The day was ardent. Herons on one foot, sentinels of melancholy, stood in the shadow of the willows or at the points of creeks of promontories. A phoenix and pink flamingoes rose up lightly toward the sky; the quiet water, full of islets were animals and plants swarmed, filled the profound landscape with life.
Thinking about her native land, Gaila detested that quietude. Her soul rose up rancorously against the tranquil beauty of the land of Egypt. But an interior vision made her smile; she took pleasure in the memory of the master in whom she had put her hope.
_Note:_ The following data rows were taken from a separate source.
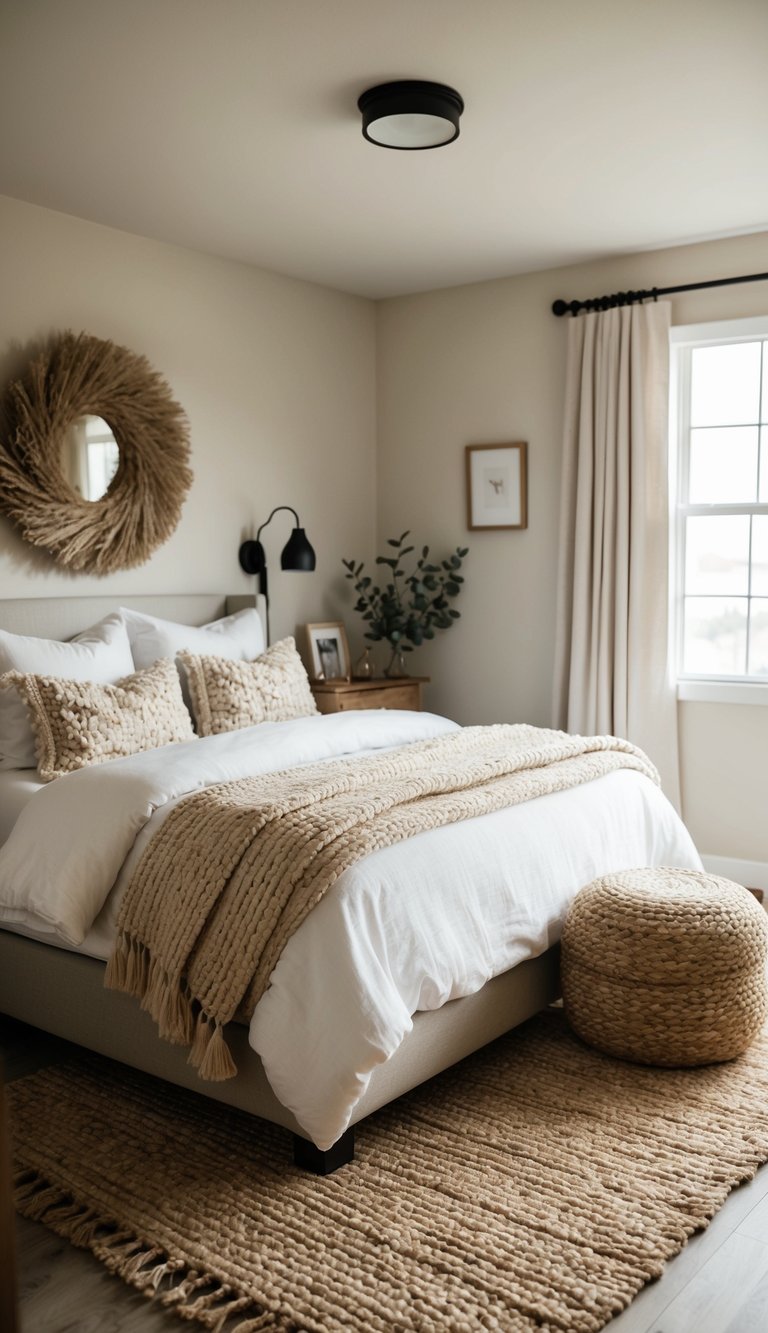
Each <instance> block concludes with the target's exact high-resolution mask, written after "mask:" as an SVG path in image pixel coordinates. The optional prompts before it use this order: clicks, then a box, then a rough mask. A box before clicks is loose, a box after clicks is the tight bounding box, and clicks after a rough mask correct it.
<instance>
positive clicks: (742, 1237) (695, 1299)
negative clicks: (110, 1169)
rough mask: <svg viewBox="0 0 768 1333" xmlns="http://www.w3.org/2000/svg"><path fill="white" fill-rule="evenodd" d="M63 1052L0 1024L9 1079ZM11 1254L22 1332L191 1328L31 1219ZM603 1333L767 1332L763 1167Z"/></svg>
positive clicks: (767, 1281) (47, 1060) (93, 1331)
mask: <svg viewBox="0 0 768 1333" xmlns="http://www.w3.org/2000/svg"><path fill="white" fill-rule="evenodd" d="M69 1049H72V1048H69V1046H68V1045H67V1042H63V1041H57V1040H56V1038H53V1037H48V1036H45V1034H44V1033H39V1032H35V1029H31V1028H25V1026H24V1025H23V1024H16V1022H12V1021H9V1020H5V1018H1V1017H0V1052H3V1054H4V1062H5V1077H7V1078H8V1080H12V1078H19V1077H21V1076H23V1074H25V1073H31V1072H32V1070H33V1069H39V1068H41V1066H43V1065H45V1064H51V1062H52V1061H55V1060H60V1058H61V1057H63V1056H64V1054H65V1053H67V1052H68V1050H69ZM17 1248H19V1288H20V1292H19V1294H20V1310H21V1333H168V1330H172V1329H176V1330H179V1329H183V1328H196V1326H197V1325H188V1324H183V1321H181V1320H179V1318H177V1317H176V1316H173V1314H169V1313H168V1312H165V1310H161V1309H159V1308H156V1306H153V1305H151V1302H149V1301H147V1300H145V1297H143V1296H140V1294H139V1293H137V1292H133V1290H131V1288H128V1286H125V1285H124V1284H123V1282H121V1281H120V1280H119V1278H116V1277H112V1276H111V1274H109V1273H107V1270H105V1269H104V1268H103V1266H101V1265H100V1264H99V1262H97V1261H96V1260H95V1258H93V1257H92V1256H91V1254H88V1253H87V1252H84V1250H76V1249H73V1248H72V1246H71V1245H68V1244H67V1242H65V1241H61V1240H59V1237H56V1236H55V1234H53V1233H52V1232H48V1230H47V1229H45V1228H44V1226H41V1225H39V1224H36V1222H28V1221H25V1220H24V1218H17ZM608 1330H609V1333H768V1165H767V1166H764V1168H763V1169H761V1170H759V1172H757V1176H756V1177H755V1180H752V1181H749V1184H747V1185H741V1186H740V1188H739V1189H736V1190H733V1193H732V1194H731V1197H729V1198H728V1201H727V1202H725V1205H724V1208H721V1209H720V1212H719V1213H717V1216H716V1217H715V1220H713V1221H712V1222H711V1225H709V1226H708V1228H707V1230H705V1232H703V1233H701V1234H699V1236H695V1237H693V1240H691V1241H689V1242H688V1245H687V1246H685V1249H684V1250H683V1252H681V1253H680V1254H679V1256H677V1257H676V1258H673V1260H672V1261H671V1262H669V1265H668V1266H667V1270H665V1273H664V1276H663V1277H661V1278H660V1280H659V1281H656V1282H652V1284H649V1285H648V1286H647V1288H644V1290H643V1292H640V1294H639V1296H637V1297H636V1298H635V1301H633V1302H632V1305H631V1306H629V1308H628V1309H627V1310H624V1312H623V1313H621V1314H619V1316H617V1317H616V1318H615V1320H612V1322H611V1324H609V1325H608ZM435 1333H440V1330H435ZM445 1333H448V1330H445Z"/></svg>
She shivered, her penetrating gaze swept the sea and recognized Princess Aoura among her followers and servants. Then the nomad seized a little flute that she had hidden in her robe, and drew faint sounds from it, which sometimes resembled the grating of grasshoppers and sometimes the plaint of a sparrow frightened by a horned viper.
When she was close enough, the princess wanted to know where that voice was coming from. She perceived Gaila costumed as a sorceress, and became excited, for she was credulous and avid to know the future. Even so, she would have passed on her way—but her eyes encountered Gaila’s. She was subjected to the fire of seduction that escaped from the nomad. The flute gave voice to its most dolorous cry; the young Bedouin woman marched toward the escort without ceasing to look at the princess. That movement was favorable to her. She appeared with an elegance of rhythm and a mysterious charm that acted on the servants as well as on Aoura.
The latter, raising a nonchalant hand, had the porters halt, and asked, with a hint of suspicion: “What do you want, daughter of the Gulf?”
“Sister of King Thutmose, I posses arcana that can charm men, beasts and the birds of the sky. I know the signs of the nigh
t and the desert, and I can punish those who offend me. Above all, I can see into the future as into clear water. But I cannot say everything; the gods would punish me. It belongs to those who have a subtle mind and who are not ignorant of any of the art of good scribes to clarify my words.”
She put such a mild gravity into her speech that Aoura, who was not fearful, ceased to be suspicious.
“Tell me, daughter of the Gulf, what I ought to dread and hope…”
“I will trace your fate,” said Gaila.
She drew a copper stylus from her bosom and described a complicated figure on the ground, in which eyes, triangles and crescents were perceptible. The she said: It is necessary to put your bracelet, Princess, in a triangle, or on the point of a crescent. Only then will the figures be an arcanum.”
The princess got down from her chair and placed a golden bracelet on a crescent, Gaila seemed to be immersed in meditation. Then she made the bracelet leap several times. Her forehead creased, her eyes became fixed, as if elsewhere.
She said, in a somber voice: “You must fear the evils that are in the west, and in everything, avoid the figure of the serpent. It will be harmful to you, if a man who comes from the south and who bears a little of the blood of ancient kings in his blood does not come to your aid before two years have elapsed.”
Aoura darted a proud and fearful gaze at the slave. “And how can I avoid the figure of the serpent? It is present everywhere in the palace of Thebes.”
“It is only redoubtable in your own rooms and your garden. You should make it disappear or veil it. You should avoid it, above all, in your adornment....”
“By what sign will I recognize the man who ought to come to my aid? Is he a scribe who will give me an arcanum? Is he an enchanter who will render me invulnerable?”